8. A network attack chain integrity identification device based on LLM, characterized in that, include: The building block is used to construct the semantic model of the attack chain and define entity types and feature requirements. The acquisition module is used to acquire raw attack data from a multi-source heterogeneous environment based on the entity type and the feature requirements, and to preprocess the raw attack data to output standardized attack data. The judgment module is used to automatically determine whether the attack type belongs to a known attack type or an unknown attack type based on the standardized attack data and by utilizing the semantic understanding and context learning capabilities of the large language classification model, and outputs a classification label as a diversion control signal. The localization module is used to locate the current stage of the attack chain based on the attack chain semantic model, using LLM-driven entity extraction and semantic similarity matching, for the known attack type. The extraction module is used to group attack events with similar behaviors into the same cluster according to the user's actual needs through flexible fuzzy clustering for the unknown attack type, extract the core behavioral features of each cluster through frequent itemset mining, and automatically construct the semantic model of the unknown attack chain using LLM semantic generation.
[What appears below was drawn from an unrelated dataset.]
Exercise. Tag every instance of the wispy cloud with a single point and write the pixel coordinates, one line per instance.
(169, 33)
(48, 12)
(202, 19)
The optimization module is used to integrate the unknown attack chain semantic model into the LLM intrusion detection system, update the attack type knowledge base, and use the updated unknown attack chain semantic model to identify attack chain stages and automatically protect against real-time traffic, forming a closed-loop optimization.

9. An electronic device, characterized in that, The method includes a memory and a processor, wherein the memory stores computer-readable instructions, and the processor executes the computer-readable instructions to implement the steps of the LLM-based network attack chain complete identification method as described in any one of claims 1 to 7.

10. A computer-readable storage medium, characterized in that, The computer-readable storage medium stores computer-readable instructions, which, when executed by a processor, implement the steps of the LLM-based network attack chain complete identification method as described in any one of claims 1 to 7.